Does anyone have tilt trailer plans? I was given a 16' tandem trailer that I want to build into a tilt trailer.... Any help would be greatly appreciated.... Thanks....


----------



## proshare (Nov 7, 2004)

This looked like a good design for a light duty trailer to me.

Info & plans here: http://www.tufindustries.com/trailers.htm


----------



## ProWorkz.com (Nov 29, 2004)

*trailer plans*

Thanks for the link. I had checked out that site but they did not have the style of tilt trailer I want to build. I will try on find a picture of what I am going to build.....


----------



## PackRat (Dec 14, 2004)

I've seen a similar setup to that one. Only it had a heavier tongue, and used a hydraulic floor jack, for the tilt. Could be handy, if you needed to drag it out to change a flat.


----------



## proshare (Nov 7, 2004)

CAT226B said:


> Thanks for the link.

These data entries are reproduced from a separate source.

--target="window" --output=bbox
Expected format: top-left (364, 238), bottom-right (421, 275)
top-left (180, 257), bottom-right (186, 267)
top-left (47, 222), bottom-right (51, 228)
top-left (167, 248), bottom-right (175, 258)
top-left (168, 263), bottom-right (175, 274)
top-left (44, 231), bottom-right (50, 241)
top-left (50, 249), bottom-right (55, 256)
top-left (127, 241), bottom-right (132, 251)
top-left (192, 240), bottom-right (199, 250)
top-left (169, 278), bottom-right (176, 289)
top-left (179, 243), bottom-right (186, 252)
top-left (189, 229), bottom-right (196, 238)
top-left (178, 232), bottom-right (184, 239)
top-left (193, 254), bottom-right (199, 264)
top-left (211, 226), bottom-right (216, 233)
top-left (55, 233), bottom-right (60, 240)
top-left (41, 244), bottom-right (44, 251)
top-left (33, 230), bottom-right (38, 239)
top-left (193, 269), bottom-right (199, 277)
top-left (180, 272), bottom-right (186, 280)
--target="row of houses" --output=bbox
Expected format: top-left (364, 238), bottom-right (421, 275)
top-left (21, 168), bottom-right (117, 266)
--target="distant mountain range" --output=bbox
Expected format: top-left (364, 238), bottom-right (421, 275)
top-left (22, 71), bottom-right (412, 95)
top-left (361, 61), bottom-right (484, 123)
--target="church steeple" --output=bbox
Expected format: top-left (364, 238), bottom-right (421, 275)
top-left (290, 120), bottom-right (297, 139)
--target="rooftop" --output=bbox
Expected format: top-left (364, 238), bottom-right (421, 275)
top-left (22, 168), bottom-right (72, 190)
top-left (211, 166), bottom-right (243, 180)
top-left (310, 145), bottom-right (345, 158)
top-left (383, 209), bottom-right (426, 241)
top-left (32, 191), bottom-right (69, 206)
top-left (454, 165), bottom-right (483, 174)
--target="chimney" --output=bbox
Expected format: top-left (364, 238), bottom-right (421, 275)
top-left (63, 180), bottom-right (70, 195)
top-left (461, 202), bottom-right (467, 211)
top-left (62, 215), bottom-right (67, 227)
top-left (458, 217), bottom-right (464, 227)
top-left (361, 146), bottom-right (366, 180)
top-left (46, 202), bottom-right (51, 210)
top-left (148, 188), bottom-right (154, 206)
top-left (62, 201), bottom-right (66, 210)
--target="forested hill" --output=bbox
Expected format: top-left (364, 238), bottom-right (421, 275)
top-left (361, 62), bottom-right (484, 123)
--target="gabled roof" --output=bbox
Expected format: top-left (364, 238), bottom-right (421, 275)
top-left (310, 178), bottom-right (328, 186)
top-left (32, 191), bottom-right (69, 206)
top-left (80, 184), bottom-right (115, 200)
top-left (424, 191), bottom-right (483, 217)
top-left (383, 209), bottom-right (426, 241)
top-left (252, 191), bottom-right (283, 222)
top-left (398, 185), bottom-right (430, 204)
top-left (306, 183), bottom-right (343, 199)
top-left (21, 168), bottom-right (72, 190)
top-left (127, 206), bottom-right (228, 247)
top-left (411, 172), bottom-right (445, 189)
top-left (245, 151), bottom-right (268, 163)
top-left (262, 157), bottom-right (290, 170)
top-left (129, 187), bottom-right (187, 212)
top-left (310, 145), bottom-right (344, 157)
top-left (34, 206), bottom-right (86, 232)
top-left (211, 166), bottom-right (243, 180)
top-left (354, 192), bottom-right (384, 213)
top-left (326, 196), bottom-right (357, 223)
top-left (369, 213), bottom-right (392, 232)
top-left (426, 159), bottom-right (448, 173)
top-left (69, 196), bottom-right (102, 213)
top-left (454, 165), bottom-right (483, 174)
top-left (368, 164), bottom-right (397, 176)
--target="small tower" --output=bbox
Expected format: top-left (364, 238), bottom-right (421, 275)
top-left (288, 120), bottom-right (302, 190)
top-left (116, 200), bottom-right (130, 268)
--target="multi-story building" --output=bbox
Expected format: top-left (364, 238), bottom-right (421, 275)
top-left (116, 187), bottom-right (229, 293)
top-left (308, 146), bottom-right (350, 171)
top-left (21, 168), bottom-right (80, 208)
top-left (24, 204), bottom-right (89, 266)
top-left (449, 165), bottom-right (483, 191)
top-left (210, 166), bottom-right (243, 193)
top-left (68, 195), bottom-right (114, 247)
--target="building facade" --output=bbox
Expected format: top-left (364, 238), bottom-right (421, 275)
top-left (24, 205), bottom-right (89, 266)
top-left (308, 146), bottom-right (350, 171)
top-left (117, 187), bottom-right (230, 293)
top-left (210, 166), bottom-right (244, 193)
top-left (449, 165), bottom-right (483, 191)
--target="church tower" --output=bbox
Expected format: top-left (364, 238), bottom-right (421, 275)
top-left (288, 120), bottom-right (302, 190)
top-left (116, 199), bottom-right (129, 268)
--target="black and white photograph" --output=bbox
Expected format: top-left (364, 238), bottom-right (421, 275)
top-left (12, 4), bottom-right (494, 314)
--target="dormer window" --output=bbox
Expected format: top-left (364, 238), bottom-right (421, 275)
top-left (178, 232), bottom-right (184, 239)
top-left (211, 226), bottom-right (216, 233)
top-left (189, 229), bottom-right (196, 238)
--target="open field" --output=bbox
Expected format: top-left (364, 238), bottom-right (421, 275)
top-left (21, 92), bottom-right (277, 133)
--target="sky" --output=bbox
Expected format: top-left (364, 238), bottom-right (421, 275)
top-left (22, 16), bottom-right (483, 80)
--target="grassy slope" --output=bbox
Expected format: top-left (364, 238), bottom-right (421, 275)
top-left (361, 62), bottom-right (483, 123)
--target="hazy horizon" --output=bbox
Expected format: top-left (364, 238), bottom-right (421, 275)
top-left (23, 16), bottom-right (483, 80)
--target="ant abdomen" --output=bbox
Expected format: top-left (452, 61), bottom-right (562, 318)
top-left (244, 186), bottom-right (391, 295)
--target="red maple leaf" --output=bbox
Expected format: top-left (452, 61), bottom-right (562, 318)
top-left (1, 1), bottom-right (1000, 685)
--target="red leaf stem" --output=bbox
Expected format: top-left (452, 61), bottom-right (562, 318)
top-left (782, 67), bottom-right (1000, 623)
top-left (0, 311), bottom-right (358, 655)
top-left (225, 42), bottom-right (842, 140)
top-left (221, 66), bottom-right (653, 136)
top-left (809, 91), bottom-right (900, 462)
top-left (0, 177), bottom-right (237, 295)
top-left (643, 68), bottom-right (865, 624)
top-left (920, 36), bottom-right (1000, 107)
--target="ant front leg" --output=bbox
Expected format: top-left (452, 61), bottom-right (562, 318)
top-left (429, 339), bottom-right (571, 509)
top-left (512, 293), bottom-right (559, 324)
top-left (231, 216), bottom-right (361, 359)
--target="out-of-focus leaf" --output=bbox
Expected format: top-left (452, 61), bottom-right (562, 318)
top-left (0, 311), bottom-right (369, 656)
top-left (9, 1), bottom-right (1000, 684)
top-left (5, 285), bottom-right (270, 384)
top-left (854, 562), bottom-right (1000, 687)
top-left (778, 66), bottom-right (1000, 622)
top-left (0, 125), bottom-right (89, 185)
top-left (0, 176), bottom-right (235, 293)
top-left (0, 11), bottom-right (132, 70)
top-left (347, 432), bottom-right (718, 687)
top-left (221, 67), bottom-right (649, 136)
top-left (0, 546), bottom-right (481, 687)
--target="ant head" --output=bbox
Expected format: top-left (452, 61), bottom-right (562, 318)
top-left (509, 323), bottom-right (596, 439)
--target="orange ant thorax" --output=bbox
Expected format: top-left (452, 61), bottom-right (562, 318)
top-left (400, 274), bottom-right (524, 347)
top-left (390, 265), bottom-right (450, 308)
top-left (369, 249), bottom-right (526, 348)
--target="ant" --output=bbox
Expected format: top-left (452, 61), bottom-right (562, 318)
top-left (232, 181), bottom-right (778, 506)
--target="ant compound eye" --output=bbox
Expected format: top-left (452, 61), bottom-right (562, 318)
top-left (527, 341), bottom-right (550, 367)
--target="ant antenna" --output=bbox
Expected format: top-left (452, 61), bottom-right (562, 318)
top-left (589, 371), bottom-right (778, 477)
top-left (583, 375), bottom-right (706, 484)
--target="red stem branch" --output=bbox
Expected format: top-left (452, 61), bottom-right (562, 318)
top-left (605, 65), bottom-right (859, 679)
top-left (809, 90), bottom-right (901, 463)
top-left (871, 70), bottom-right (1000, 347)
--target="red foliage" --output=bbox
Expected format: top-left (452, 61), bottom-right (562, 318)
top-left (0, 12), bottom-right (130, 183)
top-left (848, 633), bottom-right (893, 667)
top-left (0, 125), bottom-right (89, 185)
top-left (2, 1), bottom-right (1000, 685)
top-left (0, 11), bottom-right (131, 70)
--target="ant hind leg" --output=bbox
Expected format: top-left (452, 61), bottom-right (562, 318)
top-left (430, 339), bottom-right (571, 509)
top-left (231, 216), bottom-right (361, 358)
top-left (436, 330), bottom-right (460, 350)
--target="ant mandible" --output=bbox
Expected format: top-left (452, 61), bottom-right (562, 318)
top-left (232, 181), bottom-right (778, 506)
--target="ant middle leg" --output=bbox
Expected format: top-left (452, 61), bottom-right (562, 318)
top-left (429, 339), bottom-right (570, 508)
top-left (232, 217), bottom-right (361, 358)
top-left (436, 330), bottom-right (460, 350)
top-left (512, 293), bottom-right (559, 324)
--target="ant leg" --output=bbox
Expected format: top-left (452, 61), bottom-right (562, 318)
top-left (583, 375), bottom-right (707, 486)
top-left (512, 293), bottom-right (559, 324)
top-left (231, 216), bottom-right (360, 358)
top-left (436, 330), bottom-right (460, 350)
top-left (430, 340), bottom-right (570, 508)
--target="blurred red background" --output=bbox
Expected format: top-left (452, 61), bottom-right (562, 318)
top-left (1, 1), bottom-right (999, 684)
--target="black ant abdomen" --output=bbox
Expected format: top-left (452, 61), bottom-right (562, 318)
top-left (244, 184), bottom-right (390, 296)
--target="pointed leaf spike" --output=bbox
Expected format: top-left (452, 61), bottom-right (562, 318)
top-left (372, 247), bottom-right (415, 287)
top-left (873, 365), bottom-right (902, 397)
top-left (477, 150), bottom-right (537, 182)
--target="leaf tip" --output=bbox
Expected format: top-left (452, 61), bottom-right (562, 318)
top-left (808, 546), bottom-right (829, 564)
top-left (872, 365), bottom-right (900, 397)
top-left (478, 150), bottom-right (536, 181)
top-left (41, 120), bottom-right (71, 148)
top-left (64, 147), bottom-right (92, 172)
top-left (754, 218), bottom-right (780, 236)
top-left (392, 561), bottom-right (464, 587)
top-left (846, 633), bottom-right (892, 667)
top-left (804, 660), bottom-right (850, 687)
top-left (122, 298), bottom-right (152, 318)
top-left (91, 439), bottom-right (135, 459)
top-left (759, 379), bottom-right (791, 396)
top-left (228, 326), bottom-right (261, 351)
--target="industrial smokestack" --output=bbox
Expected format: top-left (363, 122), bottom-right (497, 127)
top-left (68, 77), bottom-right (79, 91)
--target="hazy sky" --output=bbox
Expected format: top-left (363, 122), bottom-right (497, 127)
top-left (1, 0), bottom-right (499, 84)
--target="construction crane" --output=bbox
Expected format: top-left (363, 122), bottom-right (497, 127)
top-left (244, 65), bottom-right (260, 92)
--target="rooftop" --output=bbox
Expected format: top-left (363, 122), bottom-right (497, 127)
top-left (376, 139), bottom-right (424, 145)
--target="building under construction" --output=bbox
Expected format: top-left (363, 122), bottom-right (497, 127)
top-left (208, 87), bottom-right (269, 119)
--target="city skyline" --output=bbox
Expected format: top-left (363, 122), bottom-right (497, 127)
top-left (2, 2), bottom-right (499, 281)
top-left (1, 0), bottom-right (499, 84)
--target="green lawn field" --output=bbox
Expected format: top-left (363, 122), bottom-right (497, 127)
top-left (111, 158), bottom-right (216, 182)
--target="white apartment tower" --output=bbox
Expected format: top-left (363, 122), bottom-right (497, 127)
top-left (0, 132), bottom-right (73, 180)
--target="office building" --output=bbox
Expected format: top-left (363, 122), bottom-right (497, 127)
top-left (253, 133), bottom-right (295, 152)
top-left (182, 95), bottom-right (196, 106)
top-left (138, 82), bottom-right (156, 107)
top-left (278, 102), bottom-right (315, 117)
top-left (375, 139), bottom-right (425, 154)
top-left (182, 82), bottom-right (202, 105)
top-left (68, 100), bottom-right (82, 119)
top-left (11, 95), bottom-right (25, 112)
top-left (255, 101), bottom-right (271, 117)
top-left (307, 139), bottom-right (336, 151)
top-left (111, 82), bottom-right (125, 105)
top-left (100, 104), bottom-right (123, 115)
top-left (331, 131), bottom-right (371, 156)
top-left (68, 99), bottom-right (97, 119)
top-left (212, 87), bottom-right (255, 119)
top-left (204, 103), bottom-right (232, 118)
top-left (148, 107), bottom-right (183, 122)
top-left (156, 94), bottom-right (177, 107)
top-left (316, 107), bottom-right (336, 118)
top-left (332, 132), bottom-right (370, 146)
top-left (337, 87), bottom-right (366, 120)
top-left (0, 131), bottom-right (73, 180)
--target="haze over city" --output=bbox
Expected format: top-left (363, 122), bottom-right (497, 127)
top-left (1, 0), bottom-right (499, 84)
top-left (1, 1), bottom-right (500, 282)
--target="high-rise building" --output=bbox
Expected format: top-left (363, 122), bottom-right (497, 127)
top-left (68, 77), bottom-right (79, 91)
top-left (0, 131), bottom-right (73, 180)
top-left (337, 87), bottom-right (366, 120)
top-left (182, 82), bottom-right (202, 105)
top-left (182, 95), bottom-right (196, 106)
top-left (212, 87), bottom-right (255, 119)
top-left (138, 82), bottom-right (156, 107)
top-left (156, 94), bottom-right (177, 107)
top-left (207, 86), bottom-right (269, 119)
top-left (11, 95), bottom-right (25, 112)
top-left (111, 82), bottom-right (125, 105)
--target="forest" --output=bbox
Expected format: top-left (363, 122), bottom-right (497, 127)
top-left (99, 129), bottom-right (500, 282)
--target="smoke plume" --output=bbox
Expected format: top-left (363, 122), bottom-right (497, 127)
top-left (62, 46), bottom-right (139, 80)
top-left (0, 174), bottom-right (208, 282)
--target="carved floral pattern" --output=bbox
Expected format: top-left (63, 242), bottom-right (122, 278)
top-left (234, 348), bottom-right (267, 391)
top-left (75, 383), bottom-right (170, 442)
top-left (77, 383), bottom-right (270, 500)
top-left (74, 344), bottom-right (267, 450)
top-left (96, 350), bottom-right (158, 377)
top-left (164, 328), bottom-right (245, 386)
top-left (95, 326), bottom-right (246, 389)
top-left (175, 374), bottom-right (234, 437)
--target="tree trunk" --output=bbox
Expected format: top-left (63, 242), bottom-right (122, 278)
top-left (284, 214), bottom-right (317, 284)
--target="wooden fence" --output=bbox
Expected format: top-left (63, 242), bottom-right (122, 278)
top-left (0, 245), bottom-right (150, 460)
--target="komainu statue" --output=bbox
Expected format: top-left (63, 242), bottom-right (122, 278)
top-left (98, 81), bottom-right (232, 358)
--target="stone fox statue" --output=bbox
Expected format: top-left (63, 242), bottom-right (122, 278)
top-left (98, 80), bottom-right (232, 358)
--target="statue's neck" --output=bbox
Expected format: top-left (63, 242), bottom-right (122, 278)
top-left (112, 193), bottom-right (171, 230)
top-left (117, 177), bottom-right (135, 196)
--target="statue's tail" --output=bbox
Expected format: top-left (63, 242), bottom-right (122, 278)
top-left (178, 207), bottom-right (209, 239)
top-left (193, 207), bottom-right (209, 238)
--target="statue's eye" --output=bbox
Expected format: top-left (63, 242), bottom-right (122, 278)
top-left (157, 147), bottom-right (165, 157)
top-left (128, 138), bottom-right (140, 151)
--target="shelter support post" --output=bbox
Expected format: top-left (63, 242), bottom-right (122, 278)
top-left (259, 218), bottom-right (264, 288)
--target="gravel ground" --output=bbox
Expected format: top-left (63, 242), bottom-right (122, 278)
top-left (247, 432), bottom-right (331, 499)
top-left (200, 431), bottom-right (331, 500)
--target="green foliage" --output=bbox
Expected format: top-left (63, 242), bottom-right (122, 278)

I had checked out that site but they did not have the style of tilt trailer I want to build. I will try on find a picture of what I am going to build.....


Another design is to have the hitch,frame & axles solid and just the deck tilts.
I have an old 12ton thats designed this way.
I'll grab a few pics and post them later.


----------



## proshare (Nov 7, 2004)

This one was made by Birmingham trailer works in 1968


----------



## ProWorkz.com (Nov 29, 2004)

*trailer*



> Another design is to have the hitch,frame & axles solid and just the deck tilts.


That is the style of trailer I am going to build. Thanks for the input guys. I found a local trailer company that has a tilt trailer that I liked and took measurements and pictures. The trailer is 21' over all. With 17' tilt section.


----------



## Team_Yamaha (Nov 30, 2002)

I have a 20' trailer with a GVW of 14,000 lbs that has a 4' fixed and 16' tilt section on it. It looks like it works just like proshare's. I will try and take a couple pics of it next week, I have to go visit the in-laws this weekend so I will post the first part of next week.


----------



## gman2310 (Sep 25, 2004)

if your using it in the snow, its a little tricky, we have a 16ft tilt deck that we got from our local bobcat dealer and we never use it in snow, cause the machines dont go up. It gets too slippery


----------



## lb59 (Feb 22, 2005)

CAT226B said:


> Does anyone have tilt trailer plans? I was given a 16' tandem trailer that I want to build into a tilt trailer.... Any help would be greatly appreciated.... Thanks....


Why don't you make it so that it will dump and tilt both ? ? ?


----------